San Francisco 49ers: You knew we would get here. Brock Purdy, the NFL leader in completion percentage, passer rating, QBR, DYAR, DVOA, yards per attempt, he could have been on any team in the league. He may be in the best possible situation for him, but we’ve also seen how mediocre San Francisco’s offense can be with the wrong quarterback. Where would Kyle Shanahan be today if a different team had taken Purdy and stolen that chance from the Niners? The Seahawks selected Bo Melton and Dareke Young in the seventh round instead of a quarterback.
Dallas Cowboys: The Cowboys picked Dak Prescott in the fourth round of the 2016 draft, which was before they knew that Tony Romo would suffer a career-ending injury that same year. Yeah, Romo was 36 and had missed most of the previous season, but he almost won MVP in 2014. Choosing Prescott was insurance in case Romo missed a few games that year, not an expected franchise quarterback. You don’t pick QBs on day three because you expect them to be MVP contenders. You do it because the odds of finding ANY great player on day three are so low, you are practically obligated to spin the wheel on a quarterback every so often.
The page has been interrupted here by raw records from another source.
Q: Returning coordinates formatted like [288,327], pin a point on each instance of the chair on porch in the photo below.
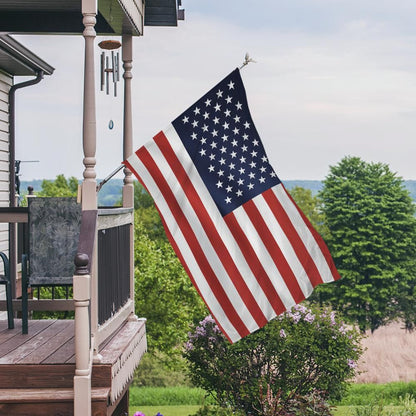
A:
[54,226]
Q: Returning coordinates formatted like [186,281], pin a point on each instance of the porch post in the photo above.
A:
[89,195]
[127,56]
[82,379]
[128,188]
[88,190]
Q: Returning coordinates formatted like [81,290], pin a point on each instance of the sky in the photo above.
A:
[332,78]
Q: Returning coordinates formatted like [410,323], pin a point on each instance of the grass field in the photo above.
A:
[387,372]
[389,356]
[190,410]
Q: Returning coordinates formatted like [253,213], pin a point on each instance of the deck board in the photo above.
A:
[37,343]
[62,354]
[20,339]
[45,358]
[54,343]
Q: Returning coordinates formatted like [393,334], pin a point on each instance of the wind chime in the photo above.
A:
[108,67]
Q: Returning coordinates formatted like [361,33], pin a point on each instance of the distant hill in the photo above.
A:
[110,193]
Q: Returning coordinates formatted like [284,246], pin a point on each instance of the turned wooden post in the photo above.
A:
[128,188]
[89,195]
[82,378]
[127,56]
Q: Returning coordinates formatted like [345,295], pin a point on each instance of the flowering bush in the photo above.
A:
[297,354]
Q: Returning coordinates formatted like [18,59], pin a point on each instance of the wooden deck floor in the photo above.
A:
[42,363]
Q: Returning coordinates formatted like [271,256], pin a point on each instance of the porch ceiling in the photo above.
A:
[15,59]
[64,16]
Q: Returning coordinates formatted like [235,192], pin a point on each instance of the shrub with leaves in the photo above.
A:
[297,354]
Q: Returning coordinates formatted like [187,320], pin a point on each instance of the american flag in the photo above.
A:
[248,249]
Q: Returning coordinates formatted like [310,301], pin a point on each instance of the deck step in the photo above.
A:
[40,402]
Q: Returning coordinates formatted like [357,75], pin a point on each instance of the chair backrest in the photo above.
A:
[54,225]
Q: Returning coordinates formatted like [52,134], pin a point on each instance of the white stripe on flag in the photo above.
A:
[221,227]
[181,241]
[284,244]
[263,255]
[199,231]
[305,234]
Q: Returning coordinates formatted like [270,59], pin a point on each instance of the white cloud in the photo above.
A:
[342,82]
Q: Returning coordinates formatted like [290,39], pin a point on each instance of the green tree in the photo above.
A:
[164,293]
[59,187]
[372,239]
[311,207]
[301,351]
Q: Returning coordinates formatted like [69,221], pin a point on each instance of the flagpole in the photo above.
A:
[104,181]
[247,60]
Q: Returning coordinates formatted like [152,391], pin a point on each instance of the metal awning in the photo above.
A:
[114,17]
[163,13]
[15,59]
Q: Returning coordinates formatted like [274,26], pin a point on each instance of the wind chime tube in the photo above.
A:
[102,71]
[113,59]
[118,67]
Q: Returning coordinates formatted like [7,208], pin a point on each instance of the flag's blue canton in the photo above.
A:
[221,139]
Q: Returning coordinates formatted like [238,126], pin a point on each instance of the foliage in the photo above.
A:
[310,404]
[153,371]
[310,206]
[372,239]
[217,411]
[155,396]
[59,187]
[362,394]
[163,293]
[301,350]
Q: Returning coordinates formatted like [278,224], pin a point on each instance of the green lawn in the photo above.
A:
[189,410]
[165,410]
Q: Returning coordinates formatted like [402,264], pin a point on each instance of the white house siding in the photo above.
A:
[6,82]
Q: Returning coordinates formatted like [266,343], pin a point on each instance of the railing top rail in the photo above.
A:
[114,211]
[13,214]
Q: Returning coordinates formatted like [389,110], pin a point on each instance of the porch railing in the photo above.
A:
[114,300]
[113,270]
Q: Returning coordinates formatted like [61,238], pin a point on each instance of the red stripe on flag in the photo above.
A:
[299,247]
[185,266]
[255,264]
[274,251]
[319,240]
[193,243]
[211,230]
Except that Seattle doesn’t do that. They have only taken that risk one time: Alex McGough in the seventh round in 2018. And McGough wasn’t a bad pick, in fact he’s had a semi-successful football career, just not in the NFL. The decision was correct and nobody will ever criticize using a day three pick on a quarterback because the risk is so minimal and the reward is so great.
In back-to-back weeks, the Seattle Seahawks will be tasked with having to stop a quarterback who was one such risk, reward, and MVP candidate. And then Seattle will face Jalen Hurts, a second round pick in 2020 who was selected six spots after the Seahawks chose (many said “reached for”) Darrell Taylor.
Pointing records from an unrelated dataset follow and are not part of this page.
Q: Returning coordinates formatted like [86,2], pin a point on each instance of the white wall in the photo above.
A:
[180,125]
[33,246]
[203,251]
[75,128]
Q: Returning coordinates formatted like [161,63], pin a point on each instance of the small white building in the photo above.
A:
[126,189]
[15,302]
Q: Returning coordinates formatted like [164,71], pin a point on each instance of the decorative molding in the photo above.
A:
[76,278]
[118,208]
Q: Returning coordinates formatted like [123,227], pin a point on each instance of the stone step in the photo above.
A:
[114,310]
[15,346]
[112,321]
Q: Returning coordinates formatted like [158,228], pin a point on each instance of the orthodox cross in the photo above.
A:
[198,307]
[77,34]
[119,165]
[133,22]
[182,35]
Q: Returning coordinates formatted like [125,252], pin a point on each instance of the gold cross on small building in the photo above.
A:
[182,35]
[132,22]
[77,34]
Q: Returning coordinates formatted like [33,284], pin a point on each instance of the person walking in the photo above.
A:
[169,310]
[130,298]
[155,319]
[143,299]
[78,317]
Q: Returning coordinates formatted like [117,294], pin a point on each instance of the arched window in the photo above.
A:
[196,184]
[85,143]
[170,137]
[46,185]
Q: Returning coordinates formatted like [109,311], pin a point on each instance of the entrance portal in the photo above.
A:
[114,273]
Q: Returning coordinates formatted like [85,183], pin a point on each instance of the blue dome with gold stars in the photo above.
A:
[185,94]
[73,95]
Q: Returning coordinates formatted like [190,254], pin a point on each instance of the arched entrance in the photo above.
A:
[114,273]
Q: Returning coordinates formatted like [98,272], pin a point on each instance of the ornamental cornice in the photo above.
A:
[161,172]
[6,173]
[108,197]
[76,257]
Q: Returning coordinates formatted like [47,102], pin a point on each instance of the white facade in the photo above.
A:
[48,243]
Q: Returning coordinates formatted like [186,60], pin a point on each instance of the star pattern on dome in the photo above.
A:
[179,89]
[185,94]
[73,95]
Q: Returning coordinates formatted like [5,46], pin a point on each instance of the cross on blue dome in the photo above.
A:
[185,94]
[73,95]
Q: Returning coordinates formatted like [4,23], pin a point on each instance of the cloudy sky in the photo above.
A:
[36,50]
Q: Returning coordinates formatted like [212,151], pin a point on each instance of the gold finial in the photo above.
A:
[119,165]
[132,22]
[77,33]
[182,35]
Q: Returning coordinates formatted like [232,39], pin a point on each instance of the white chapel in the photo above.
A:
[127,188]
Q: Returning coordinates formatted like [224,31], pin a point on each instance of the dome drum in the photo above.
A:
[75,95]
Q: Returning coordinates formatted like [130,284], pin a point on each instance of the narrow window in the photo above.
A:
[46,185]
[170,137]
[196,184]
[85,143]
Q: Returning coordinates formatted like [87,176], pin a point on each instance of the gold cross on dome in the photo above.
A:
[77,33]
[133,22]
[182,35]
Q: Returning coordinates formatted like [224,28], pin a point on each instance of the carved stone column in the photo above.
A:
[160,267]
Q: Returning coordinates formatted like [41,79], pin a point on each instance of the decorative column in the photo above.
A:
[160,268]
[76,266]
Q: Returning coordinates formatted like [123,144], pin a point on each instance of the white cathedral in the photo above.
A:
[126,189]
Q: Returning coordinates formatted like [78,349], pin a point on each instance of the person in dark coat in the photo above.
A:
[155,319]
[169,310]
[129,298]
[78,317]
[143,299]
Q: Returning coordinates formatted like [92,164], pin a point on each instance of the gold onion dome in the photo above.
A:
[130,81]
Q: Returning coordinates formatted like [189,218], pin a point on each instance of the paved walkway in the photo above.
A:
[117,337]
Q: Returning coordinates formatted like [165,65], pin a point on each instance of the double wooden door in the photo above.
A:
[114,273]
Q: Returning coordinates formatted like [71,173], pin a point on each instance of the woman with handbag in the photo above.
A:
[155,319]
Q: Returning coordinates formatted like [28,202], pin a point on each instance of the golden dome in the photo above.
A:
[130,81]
Am I saying that the Seahawks should have drafted Dak Prescott, Lamar Jackson, Jalen Hurts, Sam Howell, and Brock Purdy? No!
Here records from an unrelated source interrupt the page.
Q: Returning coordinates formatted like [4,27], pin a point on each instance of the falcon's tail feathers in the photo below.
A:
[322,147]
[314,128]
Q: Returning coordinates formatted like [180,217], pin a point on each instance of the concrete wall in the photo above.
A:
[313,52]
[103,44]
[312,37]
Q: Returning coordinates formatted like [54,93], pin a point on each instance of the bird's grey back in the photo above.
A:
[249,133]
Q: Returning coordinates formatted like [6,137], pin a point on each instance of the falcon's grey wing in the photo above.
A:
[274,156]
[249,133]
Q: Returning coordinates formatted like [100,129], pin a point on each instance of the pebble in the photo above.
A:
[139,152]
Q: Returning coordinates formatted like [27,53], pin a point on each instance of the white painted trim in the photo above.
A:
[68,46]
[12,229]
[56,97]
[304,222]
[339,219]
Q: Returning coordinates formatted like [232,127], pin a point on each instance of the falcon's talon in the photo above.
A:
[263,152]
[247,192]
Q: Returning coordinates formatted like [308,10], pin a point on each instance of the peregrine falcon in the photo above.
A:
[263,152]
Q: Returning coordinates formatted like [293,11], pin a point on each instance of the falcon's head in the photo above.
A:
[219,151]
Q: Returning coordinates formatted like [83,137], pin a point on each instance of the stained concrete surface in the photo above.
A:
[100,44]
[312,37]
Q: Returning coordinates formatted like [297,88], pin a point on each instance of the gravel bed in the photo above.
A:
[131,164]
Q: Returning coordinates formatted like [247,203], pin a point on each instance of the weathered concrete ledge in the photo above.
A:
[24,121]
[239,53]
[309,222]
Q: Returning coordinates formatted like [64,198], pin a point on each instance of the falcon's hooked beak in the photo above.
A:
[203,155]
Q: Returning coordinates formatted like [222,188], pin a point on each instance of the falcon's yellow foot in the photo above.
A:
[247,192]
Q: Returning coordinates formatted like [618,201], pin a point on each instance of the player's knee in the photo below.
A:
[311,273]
Am I saying that Schneider, an executive whose mentor worked for the Packers when they picked Mark Brunell in the fifth round, when they picked Matt Hasselbeck in the sixth round, when they picked Aaron Brooks in the fourth round, when they picked Aaron Rodgers years before he’d get an opportunity, and when they picked Matt Flynn in the seventh round (good value, at least), that he should have strong-armed Pete Carroll into taking a few additional shots at the position?
Hell yes.
It doesn’t matter if none of those hypothetical picks would have ended up working out and most don’t. But while I can’t guarantee that drafting more quarterbacks would have yielded valuable results, I can guarantee that not drafting quarterbacks yields no quarterbacks.
And the Seahawks appear to have five games in a row against teams that drafted their current quarterbacks after the first round (49ers, Cowboys, 49ers, Eagles, Titans) with the second of those coming on Thursday. The career comparison between Seattle’s free agency solution to replacing Wilson vs. a day 3 draft pick who was only expected to backup Romo is one that has such a vast disparity in statistical talent that even I couldn’t believe the results.
Dak Prescott vs. Geno Smith
You could say that Dak Prescott has done more in 2023 than Geno has done since being a second round pick in 2013.
“Dak must have a better offensive coordinator than Shane Waldron then! Haha!”
Yeah, because that’s what I kept hearing about the Cowboys current offensive coordinator from 2018-2020…”Brian Schottenheimer is a genius.”